Home renovations are expensive. Want a new kitchen? That could set you back $25,000. New bathroom? That’ll be $10,000 on average. While it’d be nice to pay out of pocket for these costs, that’s not possible for most people. In this article we’ll talk about the different financial tools you can use to finance your home improvement projects.

If You Have Cash

You might be someone who has cash on hand to be able to pay for home improvements without using credit. While avoiding debt is often a positive thing, in this case you might benefit from a strategy involving a credit card. If you use a cash back credit card, and pay it off before being charged any interest, you’ll effectively receive a discount on the cost of the project in the form of cash back you receive.

Home Equity Line of Credit (HELOC)

HELOCs are one of the two main products that you can use to use the equity of your home to pay for home improvement projects. They are a revolving source of funds, similar to a credit card that you can access as you choose.

Secured or Unsecured: Secured, collateralized by home

Interest rates: Variable interest. Typically, lower than personal loan, credit card.

Availability of funds: Longer time to fund due to appraisal, title search etc.

Timeline: Pay as you go, like a credit card during the “draw period” which is normally around 10-15 years, then remaining balance is converted to a regular payment schedule during the “repayment period” which often lasts between 10-15 years.   HELOCs at WECU, on the other hand, come with fully amortized payments from the get-go. They are adjusted with rate changes and advances.

Best for: Longer term financial planning. Safety net, home improvement access, education, etc.

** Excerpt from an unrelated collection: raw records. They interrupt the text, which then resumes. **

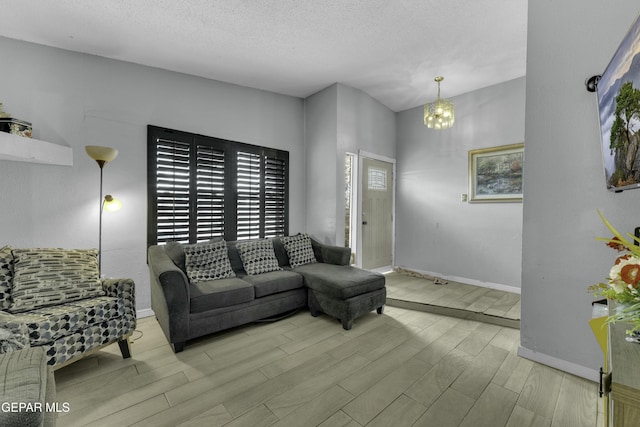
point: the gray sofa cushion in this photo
(274, 282)
(219, 293)
(340, 281)
(258, 257)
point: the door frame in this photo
(356, 217)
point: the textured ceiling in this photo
(390, 49)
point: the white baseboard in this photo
(145, 312)
(563, 365)
(474, 282)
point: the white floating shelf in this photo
(21, 149)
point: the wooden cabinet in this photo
(624, 365)
(21, 149)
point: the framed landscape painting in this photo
(495, 174)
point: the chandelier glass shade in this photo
(439, 114)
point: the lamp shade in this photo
(101, 154)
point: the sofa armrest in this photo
(170, 296)
(14, 334)
(328, 254)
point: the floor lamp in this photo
(102, 156)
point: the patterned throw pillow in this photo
(44, 277)
(299, 249)
(208, 261)
(6, 276)
(258, 257)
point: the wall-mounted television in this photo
(619, 109)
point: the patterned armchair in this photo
(45, 301)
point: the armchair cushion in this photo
(44, 277)
(14, 334)
(47, 324)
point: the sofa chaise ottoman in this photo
(194, 292)
(27, 389)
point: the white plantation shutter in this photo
(203, 187)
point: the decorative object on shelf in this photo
(14, 126)
(102, 156)
(624, 280)
(439, 114)
(495, 174)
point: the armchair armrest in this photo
(14, 334)
(170, 296)
(328, 254)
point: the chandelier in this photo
(439, 114)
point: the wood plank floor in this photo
(401, 368)
(454, 299)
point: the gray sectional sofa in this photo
(193, 296)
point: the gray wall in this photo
(340, 119)
(76, 100)
(478, 243)
(564, 183)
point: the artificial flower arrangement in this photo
(624, 279)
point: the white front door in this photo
(377, 213)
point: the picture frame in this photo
(495, 174)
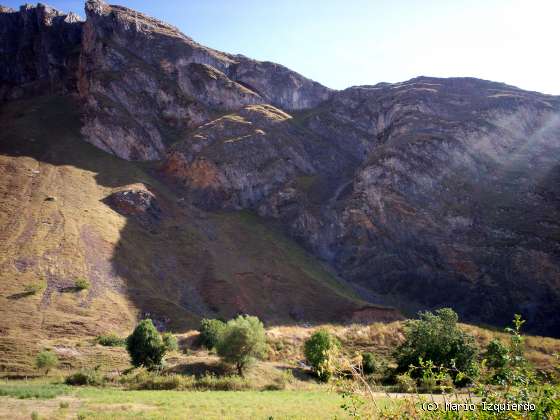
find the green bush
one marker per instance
(25, 390)
(436, 337)
(369, 364)
(82, 284)
(242, 340)
(405, 383)
(145, 345)
(210, 331)
(170, 342)
(320, 350)
(110, 340)
(85, 377)
(46, 360)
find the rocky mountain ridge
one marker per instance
(426, 193)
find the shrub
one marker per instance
(151, 381)
(46, 360)
(319, 351)
(369, 364)
(85, 377)
(496, 354)
(34, 288)
(242, 340)
(436, 337)
(82, 284)
(405, 383)
(210, 331)
(145, 345)
(110, 340)
(170, 342)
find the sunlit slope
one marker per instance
(56, 228)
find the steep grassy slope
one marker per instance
(55, 227)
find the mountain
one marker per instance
(186, 182)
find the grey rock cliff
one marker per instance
(145, 83)
(39, 49)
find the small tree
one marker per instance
(145, 345)
(436, 337)
(210, 331)
(369, 364)
(320, 350)
(170, 342)
(242, 340)
(46, 360)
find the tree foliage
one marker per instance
(170, 342)
(320, 350)
(242, 340)
(436, 337)
(145, 345)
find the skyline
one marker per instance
(366, 42)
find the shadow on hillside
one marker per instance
(163, 266)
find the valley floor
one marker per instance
(108, 403)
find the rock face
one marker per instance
(171, 83)
(138, 202)
(39, 50)
(432, 192)
(427, 193)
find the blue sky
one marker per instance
(341, 43)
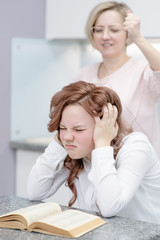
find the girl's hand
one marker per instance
(106, 128)
(132, 26)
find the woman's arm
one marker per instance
(132, 26)
(48, 174)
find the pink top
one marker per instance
(139, 90)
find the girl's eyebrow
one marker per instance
(76, 126)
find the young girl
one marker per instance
(108, 167)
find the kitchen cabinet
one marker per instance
(65, 19)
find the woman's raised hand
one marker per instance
(132, 26)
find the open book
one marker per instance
(49, 218)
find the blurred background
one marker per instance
(42, 48)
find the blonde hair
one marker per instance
(98, 10)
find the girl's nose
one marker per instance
(68, 136)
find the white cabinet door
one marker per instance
(66, 19)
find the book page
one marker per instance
(36, 212)
(70, 219)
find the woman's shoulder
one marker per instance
(138, 62)
(138, 142)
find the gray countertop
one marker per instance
(116, 228)
(31, 144)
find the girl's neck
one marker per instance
(108, 66)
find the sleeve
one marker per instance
(152, 80)
(48, 173)
(116, 184)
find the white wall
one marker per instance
(20, 18)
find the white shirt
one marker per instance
(128, 186)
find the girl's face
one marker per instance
(109, 36)
(76, 131)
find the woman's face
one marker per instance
(109, 36)
(76, 131)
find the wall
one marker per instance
(18, 18)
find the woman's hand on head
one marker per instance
(132, 26)
(106, 128)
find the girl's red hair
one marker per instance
(92, 99)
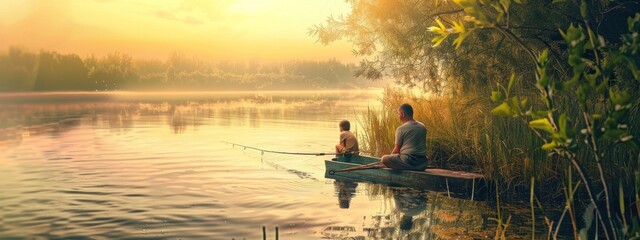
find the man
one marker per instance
(410, 150)
(348, 142)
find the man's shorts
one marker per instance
(406, 162)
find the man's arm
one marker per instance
(396, 149)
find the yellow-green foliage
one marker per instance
(460, 135)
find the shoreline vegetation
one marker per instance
(542, 97)
(25, 71)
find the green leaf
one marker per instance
(563, 123)
(615, 133)
(502, 110)
(496, 96)
(550, 146)
(542, 124)
(542, 58)
(511, 81)
(458, 41)
(539, 114)
(525, 103)
(438, 40)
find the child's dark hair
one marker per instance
(345, 125)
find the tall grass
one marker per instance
(462, 135)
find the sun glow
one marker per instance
(224, 29)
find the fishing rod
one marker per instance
(282, 152)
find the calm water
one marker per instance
(156, 166)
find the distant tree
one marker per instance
(17, 70)
(112, 72)
(61, 72)
(393, 38)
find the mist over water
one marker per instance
(159, 166)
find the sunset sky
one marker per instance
(214, 29)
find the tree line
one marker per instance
(22, 70)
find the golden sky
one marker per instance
(215, 29)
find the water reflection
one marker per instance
(409, 213)
(345, 190)
(36, 114)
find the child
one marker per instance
(348, 142)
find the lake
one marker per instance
(162, 166)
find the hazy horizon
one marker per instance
(229, 30)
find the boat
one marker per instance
(459, 183)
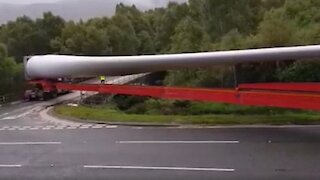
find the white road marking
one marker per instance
(159, 168)
(10, 165)
(30, 143)
(111, 126)
(177, 142)
(20, 115)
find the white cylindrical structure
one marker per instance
(56, 66)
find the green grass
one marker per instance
(107, 114)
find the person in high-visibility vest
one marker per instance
(102, 79)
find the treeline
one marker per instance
(199, 25)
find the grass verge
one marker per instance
(105, 114)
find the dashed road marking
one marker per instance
(30, 143)
(159, 168)
(177, 142)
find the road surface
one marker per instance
(31, 147)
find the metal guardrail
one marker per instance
(93, 98)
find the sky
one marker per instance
(26, 1)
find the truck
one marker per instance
(42, 89)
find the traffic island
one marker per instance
(113, 116)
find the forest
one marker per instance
(196, 26)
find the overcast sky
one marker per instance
(26, 1)
(50, 1)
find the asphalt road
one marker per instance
(33, 148)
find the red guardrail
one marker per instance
(270, 98)
(299, 87)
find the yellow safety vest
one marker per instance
(102, 78)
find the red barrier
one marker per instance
(295, 96)
(299, 87)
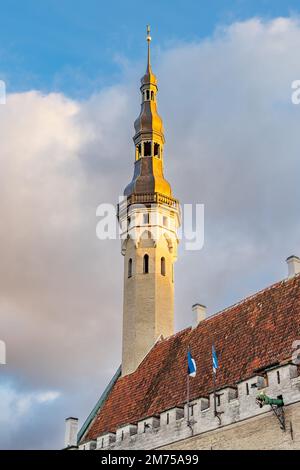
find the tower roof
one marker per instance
(149, 139)
(149, 77)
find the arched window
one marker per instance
(130, 267)
(163, 266)
(146, 264)
(147, 149)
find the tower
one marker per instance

Fees: Depend on lender but can include appraisal property valuation fee, title, and recording fees.

Cash-Out Refinance

Another option might be to tap into the equity of your home. A cash-out refinance could provide you with the cash you need to pay for the improvements without paying any money out of pocket. It is important to consider the cost of the refinance to determine whether this option makes sense in the long run.